Geely and Volvo Cars also strikes me as an example of a coming together that works well. Parent Geely manages Volvo’s bottom line, gives it room to breathe, retain its independence – just so long as the P&L stays in the black. So, Volvo keeps its Swedish cool and between them, they work together on engineering systems that lower overall costs, unit costs spread over higher volume. There is even a new brand for the Geely group aimed at meeting another part of the market, sub-Volvo: Lynk & Co. Not sure about the name, but the strategy looks interesting. My instinct is to say that Europe will always be very tough indeed for a new premium car brand. China could be very good quite quickly (domestic brand with European DNA infusion), and the US may be fertile ground eventually, but will take time. That said, it will be interesting to see how the ‘new business model’ elements work out in practice. Could they prove to be a brand differentiator for Lynk & Co? That is certainly something for the established premium players to think about.

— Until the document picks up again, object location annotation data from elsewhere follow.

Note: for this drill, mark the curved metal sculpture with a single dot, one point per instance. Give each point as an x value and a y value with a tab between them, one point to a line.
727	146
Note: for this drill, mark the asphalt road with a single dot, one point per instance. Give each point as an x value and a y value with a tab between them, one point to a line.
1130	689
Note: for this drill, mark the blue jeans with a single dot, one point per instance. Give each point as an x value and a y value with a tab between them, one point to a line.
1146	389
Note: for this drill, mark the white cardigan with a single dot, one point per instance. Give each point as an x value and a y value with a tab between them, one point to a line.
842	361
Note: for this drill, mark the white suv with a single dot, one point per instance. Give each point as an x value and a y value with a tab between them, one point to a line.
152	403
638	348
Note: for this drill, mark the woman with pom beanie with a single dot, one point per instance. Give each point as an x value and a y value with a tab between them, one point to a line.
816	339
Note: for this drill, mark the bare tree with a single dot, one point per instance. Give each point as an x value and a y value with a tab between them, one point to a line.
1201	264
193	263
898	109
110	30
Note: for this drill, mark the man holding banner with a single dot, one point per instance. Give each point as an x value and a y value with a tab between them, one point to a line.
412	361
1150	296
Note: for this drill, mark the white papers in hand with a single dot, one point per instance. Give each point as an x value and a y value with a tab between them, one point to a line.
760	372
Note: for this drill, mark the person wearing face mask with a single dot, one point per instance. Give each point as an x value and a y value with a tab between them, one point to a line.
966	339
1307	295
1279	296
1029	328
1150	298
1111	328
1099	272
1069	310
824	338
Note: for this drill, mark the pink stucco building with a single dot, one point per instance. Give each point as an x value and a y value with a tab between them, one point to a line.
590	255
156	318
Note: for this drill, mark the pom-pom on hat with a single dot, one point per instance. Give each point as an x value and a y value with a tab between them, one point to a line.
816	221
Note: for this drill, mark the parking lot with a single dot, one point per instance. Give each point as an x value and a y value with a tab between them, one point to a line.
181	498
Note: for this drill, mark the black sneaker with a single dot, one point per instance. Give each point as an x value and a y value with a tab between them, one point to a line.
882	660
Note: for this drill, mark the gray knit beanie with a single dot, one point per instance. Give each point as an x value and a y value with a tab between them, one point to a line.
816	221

The auto industry will continue to evolve and reshape. Much of the corporate consolidation attention has been in the supplier industry in recent years, as Tier 1s shape up and reposition for rapid technological change that lies ahead. The focus may now start to move to OEMs. The costs of greater electrification, commercialising autonomous drive, connectivity (and security) that goes outside of the established auto industry’s comfort zone and adhering to tougher fuel economy and CO2 standards are all taking more development time and budget. Companies will come under greater pressure from stakeholders to respond, particularly as new alliances and M&A activity picks up generally. Also, with the two largest car markets – China and the US – topping out after a long period of growth, a comfort blanket that has provided bigger profits for not much additional effort is being taken away. Conditions could get much tougher for the industry’s smaller and non-aligned players over the next five years. Autonomous and electric cars, working on asset sharing business models, could bring revolutionary change to the auto industry over the next decade. It may even start to be known as the mobility sector/industry, rather than autos. True independence will be increasingly difficult to hang on to as the big groups – enjoying greater scale economies, the ability to attract capital and do deals outside of the traditional sector – get even bigger. And being smart to survive for the smaller guys will require being even smarter.